Ms. Black, Ms. Ford and Ms. Rockefeller were especially effective advocates because they all survived their disease. “Cure” rates for certain cancers, like breast cancer, were increasing, and all three benefited. Celebrities cured of cancer not only could serve as spokespeople for decades, but also put an optimistic face on cancer control efforts. By the 1980s, people had begun to use the empowering term “cancer survivor” to describe such individuals, famous and not. Recent celebrity cancer patients, like Lance Armstrong, have underscored the connection between strength, optimism and survivorship.
But “survivor” was always an ambiguous term. Was a survivor only someone who was permanently cured of his or her disease? Or did it also make sense to call oneself a survivor even if there was a chance that the cancer might return and be fatal?
Ms. Edwards’s case demonstrates the tricky nature of labels with a disease as unpredictable as cancer. When her breast cancer was diagnosed in 2004, she was upbeat. There was no evidence that it had spread, and a family spokesman termed her prognosis “very, very good.” Ms. Edwards openly discussed her breast cancer in her 2006 book, “Saving Graces.”
But in March 2007, during her husband’s campaign for the presidency, Ms. Edwards announced at a news conference that the breast cancer had recurred, certainly in a rib and possibly her lung. What she did next was rare for celebrity patients: She announced that the cancer was terminal. Yes, Elizabeth Edwards was a breast cancer survivor, according to the lingo. But she would not survive the disease.

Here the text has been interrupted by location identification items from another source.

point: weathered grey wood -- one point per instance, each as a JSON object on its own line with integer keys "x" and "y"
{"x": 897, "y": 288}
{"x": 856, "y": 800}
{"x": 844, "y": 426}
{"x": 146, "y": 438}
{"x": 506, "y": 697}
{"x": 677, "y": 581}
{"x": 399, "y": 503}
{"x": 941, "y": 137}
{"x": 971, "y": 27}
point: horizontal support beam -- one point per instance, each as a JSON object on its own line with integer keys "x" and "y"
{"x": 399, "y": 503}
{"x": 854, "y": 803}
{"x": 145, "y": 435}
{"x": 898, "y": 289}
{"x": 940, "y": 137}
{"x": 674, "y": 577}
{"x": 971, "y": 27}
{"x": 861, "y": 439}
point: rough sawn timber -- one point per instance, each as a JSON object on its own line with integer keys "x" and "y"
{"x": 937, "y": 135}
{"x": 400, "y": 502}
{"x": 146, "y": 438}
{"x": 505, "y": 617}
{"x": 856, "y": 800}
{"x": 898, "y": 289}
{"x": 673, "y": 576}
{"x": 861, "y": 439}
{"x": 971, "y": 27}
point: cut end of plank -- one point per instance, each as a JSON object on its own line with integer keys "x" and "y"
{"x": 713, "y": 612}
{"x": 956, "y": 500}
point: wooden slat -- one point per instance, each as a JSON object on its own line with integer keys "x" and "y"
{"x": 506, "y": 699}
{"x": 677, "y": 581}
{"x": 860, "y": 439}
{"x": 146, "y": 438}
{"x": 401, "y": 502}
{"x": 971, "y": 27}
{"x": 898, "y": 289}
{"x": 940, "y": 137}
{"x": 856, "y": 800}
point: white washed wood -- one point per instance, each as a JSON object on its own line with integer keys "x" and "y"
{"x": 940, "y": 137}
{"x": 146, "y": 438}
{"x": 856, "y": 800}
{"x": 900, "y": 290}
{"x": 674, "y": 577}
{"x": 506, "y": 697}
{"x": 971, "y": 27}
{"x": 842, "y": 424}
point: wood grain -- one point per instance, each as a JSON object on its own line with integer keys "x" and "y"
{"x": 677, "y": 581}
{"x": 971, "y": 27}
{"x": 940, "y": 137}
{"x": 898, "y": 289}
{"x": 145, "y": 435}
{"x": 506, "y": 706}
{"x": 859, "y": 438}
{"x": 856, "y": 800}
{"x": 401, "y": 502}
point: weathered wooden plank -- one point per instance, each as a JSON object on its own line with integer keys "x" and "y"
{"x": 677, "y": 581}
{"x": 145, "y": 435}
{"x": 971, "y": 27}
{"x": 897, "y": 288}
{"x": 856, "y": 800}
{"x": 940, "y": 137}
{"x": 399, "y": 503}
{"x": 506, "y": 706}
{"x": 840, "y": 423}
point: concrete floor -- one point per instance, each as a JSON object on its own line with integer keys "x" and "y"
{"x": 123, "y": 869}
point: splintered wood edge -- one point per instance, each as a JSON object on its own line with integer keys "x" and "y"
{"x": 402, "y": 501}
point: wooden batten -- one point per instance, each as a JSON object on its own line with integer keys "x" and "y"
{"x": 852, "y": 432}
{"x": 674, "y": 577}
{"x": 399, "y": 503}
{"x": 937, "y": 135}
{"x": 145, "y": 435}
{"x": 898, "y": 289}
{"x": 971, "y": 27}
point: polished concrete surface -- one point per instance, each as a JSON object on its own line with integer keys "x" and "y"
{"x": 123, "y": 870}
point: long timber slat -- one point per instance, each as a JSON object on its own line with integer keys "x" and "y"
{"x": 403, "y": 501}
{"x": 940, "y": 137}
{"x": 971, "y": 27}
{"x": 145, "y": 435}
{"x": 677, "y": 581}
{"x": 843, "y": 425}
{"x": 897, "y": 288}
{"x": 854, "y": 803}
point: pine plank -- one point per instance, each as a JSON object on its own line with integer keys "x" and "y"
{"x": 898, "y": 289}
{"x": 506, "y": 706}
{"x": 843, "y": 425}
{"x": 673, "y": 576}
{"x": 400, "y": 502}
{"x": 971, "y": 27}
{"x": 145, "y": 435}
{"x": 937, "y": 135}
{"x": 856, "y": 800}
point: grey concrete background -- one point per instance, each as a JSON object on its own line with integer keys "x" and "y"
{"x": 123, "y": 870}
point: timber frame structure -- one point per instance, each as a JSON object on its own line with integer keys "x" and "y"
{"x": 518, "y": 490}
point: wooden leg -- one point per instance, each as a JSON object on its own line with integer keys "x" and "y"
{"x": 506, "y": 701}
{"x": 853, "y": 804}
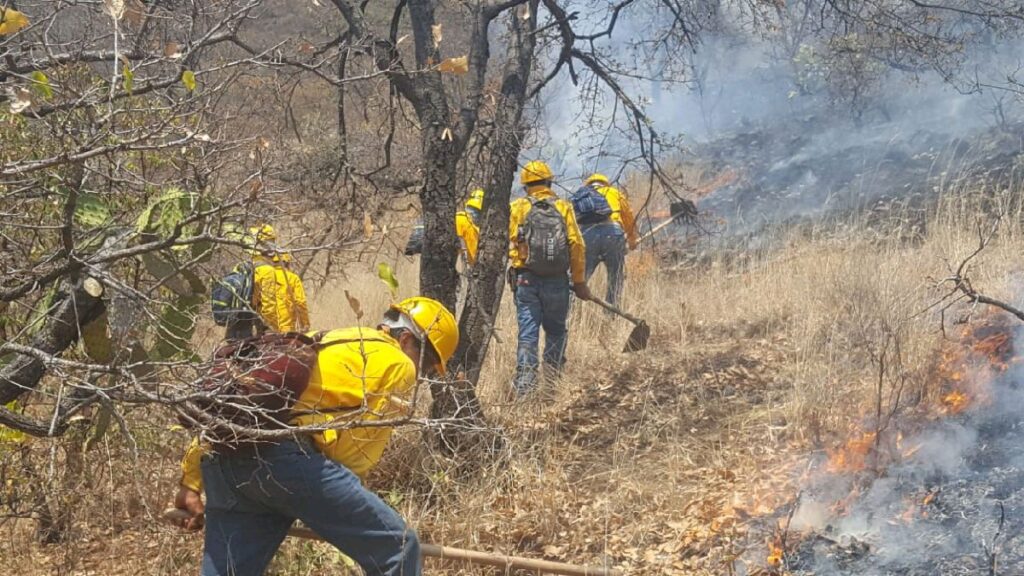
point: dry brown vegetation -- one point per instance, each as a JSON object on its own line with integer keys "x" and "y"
{"x": 656, "y": 462}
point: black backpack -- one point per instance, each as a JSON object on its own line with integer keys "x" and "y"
{"x": 231, "y": 296}
{"x": 546, "y": 238}
{"x": 591, "y": 206}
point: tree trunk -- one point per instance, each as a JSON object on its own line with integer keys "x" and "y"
{"x": 73, "y": 309}
{"x": 487, "y": 280}
{"x": 441, "y": 150}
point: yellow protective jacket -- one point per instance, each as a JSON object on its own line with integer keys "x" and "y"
{"x": 622, "y": 213}
{"x": 367, "y": 378}
{"x": 469, "y": 234}
{"x": 279, "y": 296}
{"x": 517, "y": 250}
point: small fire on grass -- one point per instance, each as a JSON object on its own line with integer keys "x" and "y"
{"x": 955, "y": 402}
{"x": 853, "y": 455}
{"x": 965, "y": 373}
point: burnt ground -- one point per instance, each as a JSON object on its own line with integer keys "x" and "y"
{"x": 952, "y": 505}
{"x": 806, "y": 169}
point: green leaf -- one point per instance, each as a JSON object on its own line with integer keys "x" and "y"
{"x": 386, "y": 275}
{"x": 177, "y": 322}
{"x": 166, "y": 212}
{"x": 42, "y": 84}
{"x": 90, "y": 211}
{"x": 129, "y": 78}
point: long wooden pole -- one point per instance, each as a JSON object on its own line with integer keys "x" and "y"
{"x": 472, "y": 557}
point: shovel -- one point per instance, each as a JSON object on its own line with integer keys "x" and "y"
{"x": 641, "y": 332}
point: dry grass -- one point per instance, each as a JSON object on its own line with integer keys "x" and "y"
{"x": 655, "y": 461}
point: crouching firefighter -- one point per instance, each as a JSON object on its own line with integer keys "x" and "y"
{"x": 545, "y": 244}
{"x": 608, "y": 228}
{"x": 256, "y": 489}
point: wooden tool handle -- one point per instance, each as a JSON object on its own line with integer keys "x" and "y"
{"x": 615, "y": 310}
{"x": 448, "y": 552}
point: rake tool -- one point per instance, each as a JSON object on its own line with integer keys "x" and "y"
{"x": 446, "y": 552}
{"x": 641, "y": 332}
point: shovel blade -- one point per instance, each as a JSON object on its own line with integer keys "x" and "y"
{"x": 638, "y": 338}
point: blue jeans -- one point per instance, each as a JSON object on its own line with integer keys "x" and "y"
{"x": 606, "y": 243}
{"x": 253, "y": 497}
{"x": 540, "y": 302}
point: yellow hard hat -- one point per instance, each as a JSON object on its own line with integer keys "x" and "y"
{"x": 535, "y": 171}
{"x": 475, "y": 199}
{"x": 436, "y": 323}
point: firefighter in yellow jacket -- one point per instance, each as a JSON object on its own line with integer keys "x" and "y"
{"x": 253, "y": 495}
{"x": 607, "y": 233}
{"x": 467, "y": 225}
{"x": 546, "y": 250}
{"x": 279, "y": 296}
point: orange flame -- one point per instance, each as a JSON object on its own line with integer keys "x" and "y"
{"x": 955, "y": 402}
{"x": 775, "y": 557}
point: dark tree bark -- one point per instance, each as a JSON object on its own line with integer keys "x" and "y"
{"x": 73, "y": 309}
{"x": 486, "y": 282}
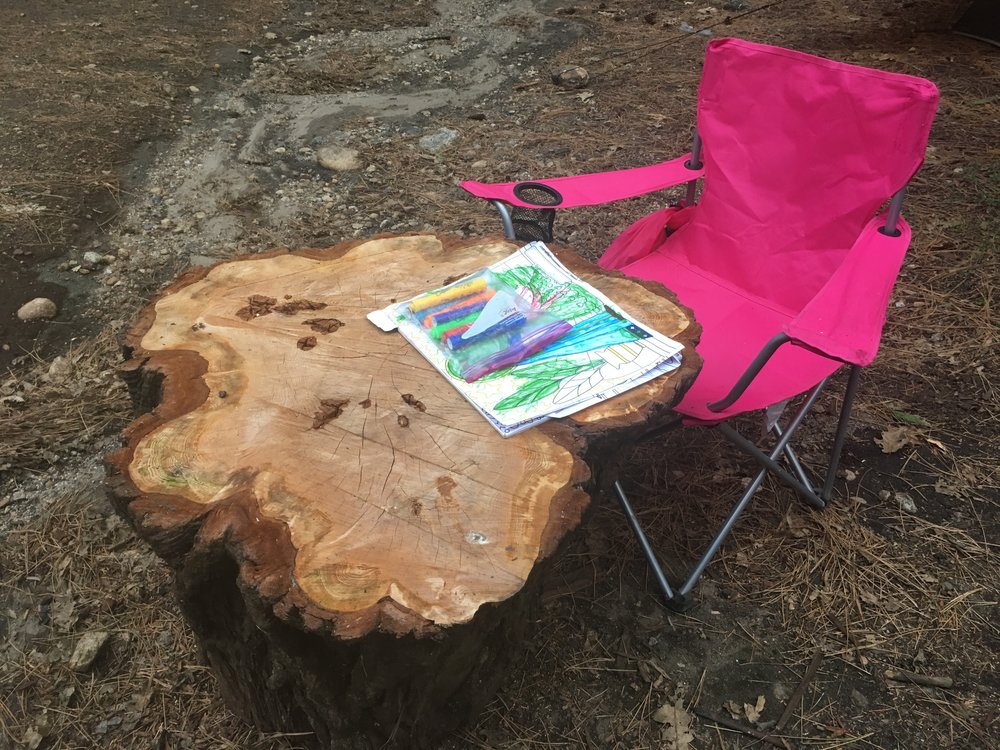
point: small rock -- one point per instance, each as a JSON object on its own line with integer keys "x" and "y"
{"x": 87, "y": 649}
{"x": 92, "y": 259}
{"x": 60, "y": 369}
{"x": 906, "y": 502}
{"x": 571, "y": 77}
{"x": 40, "y": 308}
{"x": 338, "y": 158}
{"x": 439, "y": 140}
{"x": 32, "y": 739}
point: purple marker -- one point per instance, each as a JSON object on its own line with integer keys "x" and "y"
{"x": 508, "y": 324}
{"x": 518, "y": 350}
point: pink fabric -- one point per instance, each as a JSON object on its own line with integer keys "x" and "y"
{"x": 592, "y": 189}
{"x": 735, "y": 325}
{"x": 845, "y": 318}
{"x": 800, "y": 153}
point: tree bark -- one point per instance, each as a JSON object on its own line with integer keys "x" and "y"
{"x": 356, "y": 548}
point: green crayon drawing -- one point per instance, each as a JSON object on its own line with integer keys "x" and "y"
{"x": 541, "y": 380}
{"x": 572, "y": 302}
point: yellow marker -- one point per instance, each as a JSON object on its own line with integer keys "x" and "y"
{"x": 446, "y": 295}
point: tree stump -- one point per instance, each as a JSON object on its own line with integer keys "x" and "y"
{"x": 355, "y": 547}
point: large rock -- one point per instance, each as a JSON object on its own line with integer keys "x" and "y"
{"x": 40, "y": 308}
{"x": 338, "y": 158}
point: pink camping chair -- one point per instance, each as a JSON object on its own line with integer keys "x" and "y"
{"x": 787, "y": 257}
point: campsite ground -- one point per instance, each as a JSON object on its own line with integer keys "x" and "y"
{"x": 158, "y": 135}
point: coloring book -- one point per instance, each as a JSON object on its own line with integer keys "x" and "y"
{"x": 603, "y": 353}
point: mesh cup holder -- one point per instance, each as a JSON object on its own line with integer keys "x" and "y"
{"x": 534, "y": 224}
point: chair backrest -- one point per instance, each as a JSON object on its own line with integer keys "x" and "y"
{"x": 800, "y": 152}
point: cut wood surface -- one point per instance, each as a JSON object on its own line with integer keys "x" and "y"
{"x": 353, "y": 488}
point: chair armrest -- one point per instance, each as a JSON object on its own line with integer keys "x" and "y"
{"x": 594, "y": 188}
{"x": 844, "y": 320}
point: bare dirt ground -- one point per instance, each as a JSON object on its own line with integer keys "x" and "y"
{"x": 140, "y": 138}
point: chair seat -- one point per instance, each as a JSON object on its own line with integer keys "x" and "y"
{"x": 735, "y": 326}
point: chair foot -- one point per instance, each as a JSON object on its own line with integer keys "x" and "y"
{"x": 680, "y": 603}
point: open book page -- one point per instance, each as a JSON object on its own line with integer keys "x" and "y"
{"x": 604, "y": 353}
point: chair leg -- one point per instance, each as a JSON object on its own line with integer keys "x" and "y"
{"x": 633, "y": 521}
{"x": 838, "y": 442}
{"x": 682, "y": 599}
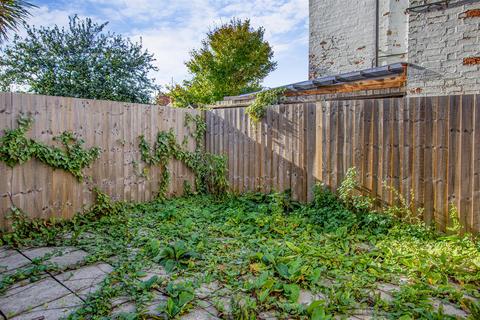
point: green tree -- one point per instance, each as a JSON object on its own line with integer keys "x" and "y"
{"x": 79, "y": 61}
{"x": 234, "y": 59}
{"x": 12, "y": 14}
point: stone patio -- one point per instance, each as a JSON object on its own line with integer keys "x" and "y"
{"x": 55, "y": 294}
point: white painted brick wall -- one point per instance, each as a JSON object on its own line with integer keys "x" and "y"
{"x": 439, "y": 41}
{"x": 342, "y": 39}
{"x": 342, "y": 35}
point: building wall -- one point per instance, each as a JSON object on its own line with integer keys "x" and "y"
{"x": 444, "y": 43}
{"x": 342, "y": 35}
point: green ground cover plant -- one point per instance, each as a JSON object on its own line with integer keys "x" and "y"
{"x": 265, "y": 250}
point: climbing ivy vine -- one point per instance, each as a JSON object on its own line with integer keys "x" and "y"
{"x": 16, "y": 148}
{"x": 258, "y": 108}
{"x": 210, "y": 170}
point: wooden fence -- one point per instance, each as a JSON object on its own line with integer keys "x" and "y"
{"x": 43, "y": 192}
{"x": 426, "y": 146}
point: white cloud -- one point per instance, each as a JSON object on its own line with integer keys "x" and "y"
{"x": 171, "y": 29}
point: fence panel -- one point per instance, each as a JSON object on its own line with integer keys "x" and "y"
{"x": 427, "y": 148}
{"x": 115, "y": 127}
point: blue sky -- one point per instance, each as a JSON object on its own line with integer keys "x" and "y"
{"x": 170, "y": 29}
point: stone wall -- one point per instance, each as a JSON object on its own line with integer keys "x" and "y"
{"x": 445, "y": 45}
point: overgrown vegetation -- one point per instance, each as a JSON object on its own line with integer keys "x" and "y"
{"x": 210, "y": 170}
{"x": 234, "y": 59}
{"x": 16, "y": 148}
{"x": 266, "y": 250}
{"x": 258, "y": 108}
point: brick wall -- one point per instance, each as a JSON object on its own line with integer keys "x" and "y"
{"x": 342, "y": 35}
{"x": 446, "y": 44}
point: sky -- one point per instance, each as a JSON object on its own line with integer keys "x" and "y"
{"x": 171, "y": 29}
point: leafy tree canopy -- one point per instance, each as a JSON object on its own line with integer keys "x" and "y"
{"x": 233, "y": 59}
{"x": 79, "y": 61}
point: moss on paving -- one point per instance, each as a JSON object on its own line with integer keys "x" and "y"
{"x": 266, "y": 251}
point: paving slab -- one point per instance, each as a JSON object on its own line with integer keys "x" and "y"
{"x": 158, "y": 271}
{"x": 5, "y": 251}
{"x": 448, "y": 309}
{"x": 53, "y": 310}
{"x": 39, "y": 252}
{"x": 21, "y": 299}
{"x": 125, "y": 305}
{"x": 199, "y": 314}
{"x": 70, "y": 259}
{"x": 85, "y": 279}
{"x": 11, "y": 261}
{"x": 207, "y": 289}
{"x": 267, "y": 315}
{"x": 386, "y": 291}
{"x": 306, "y": 297}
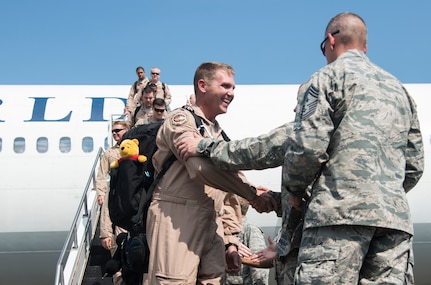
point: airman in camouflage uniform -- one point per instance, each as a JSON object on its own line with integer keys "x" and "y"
{"x": 357, "y": 139}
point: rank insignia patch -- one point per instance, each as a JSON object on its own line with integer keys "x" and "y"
{"x": 308, "y": 105}
{"x": 179, "y": 119}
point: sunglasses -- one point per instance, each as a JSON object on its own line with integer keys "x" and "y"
{"x": 322, "y": 45}
{"x": 159, "y": 110}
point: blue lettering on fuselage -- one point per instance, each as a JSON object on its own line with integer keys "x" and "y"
{"x": 1, "y": 102}
{"x": 97, "y": 106}
{"x": 96, "y": 115}
{"x": 39, "y": 110}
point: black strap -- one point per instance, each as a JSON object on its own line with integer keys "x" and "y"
{"x": 200, "y": 124}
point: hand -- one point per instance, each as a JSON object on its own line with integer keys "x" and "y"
{"x": 107, "y": 243}
{"x": 233, "y": 260}
{"x": 266, "y": 255}
{"x": 243, "y": 250}
{"x": 100, "y": 199}
{"x": 187, "y": 146}
{"x": 296, "y": 202}
{"x": 261, "y": 189}
{"x": 264, "y": 203}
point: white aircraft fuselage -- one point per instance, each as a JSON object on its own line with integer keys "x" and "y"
{"x": 49, "y": 138}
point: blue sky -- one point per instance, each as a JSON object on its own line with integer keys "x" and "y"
{"x": 267, "y": 42}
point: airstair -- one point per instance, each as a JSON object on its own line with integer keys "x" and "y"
{"x": 82, "y": 258}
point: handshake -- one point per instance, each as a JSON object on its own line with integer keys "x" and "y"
{"x": 264, "y": 202}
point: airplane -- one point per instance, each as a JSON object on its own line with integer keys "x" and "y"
{"x": 50, "y": 136}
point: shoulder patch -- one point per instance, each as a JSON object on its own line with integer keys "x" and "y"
{"x": 308, "y": 105}
{"x": 178, "y": 119}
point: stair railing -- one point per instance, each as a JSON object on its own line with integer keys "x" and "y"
{"x": 74, "y": 255}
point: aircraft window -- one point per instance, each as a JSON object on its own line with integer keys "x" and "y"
{"x": 87, "y": 144}
{"x": 19, "y": 145}
{"x": 106, "y": 143}
{"x": 42, "y": 145}
{"x": 65, "y": 144}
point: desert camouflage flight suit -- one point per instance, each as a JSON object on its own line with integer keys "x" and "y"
{"x": 186, "y": 246}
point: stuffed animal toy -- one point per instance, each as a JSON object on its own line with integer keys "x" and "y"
{"x": 129, "y": 150}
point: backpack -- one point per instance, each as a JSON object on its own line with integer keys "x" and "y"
{"x": 163, "y": 88}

By being so frank, Ms. Edwards provided other important lessons. Some breast cancers, even those without evidence of spread at diagnosis, come back. Breast cancers that have spread to the bone are invariably incurable. But, Ms. Edwards emphasized, there are effective treatments that could keep her and women with similar cases alive for many years.
She remained hopeful, saying, “I expect to do next week all the things I did last week, and the week after that and next year at the same time all the same things I did last week.” This included assisting her husband’s candidacy.
Unfortunately, there was no way to sugarcoat the latest news. The treatments that Ms. Edwards mentioned probably bought her less than four years.
But once again, she used the opportunity to teach. She announced that she had reached the point, as do other Stage 4 cancer patients, where aggressive chemotherapy no longer can shrink the tumors. Her doctors said it would be “unproductive” to continue to treat the disease. Ms. Edwards chose to go home to die rather than to remain in the hospital.
There was much she didn’t tell us. How were doctors managing the symptoms — pain, nausea, shortness of breath — that her cancer probably caused? Did she sign up for palliative or hospice care, both of which specialize in the treatment of end-stage disease? Did she sign an advance directive explicitly stating her end-of-life wishes?
Even if Ms. Edwards herself did not reveal these details, these topics are now being discussed widely. As such, they are likely to help other individuals struggling with the same issues. That legacy, at least, will survive her.

Dr. Barron H. Lerner is a professor of medicine and public health at Columbia University Medical Center and the author of “When Illness Goes Public: Celebrity Patients and How We Look at Medicine.”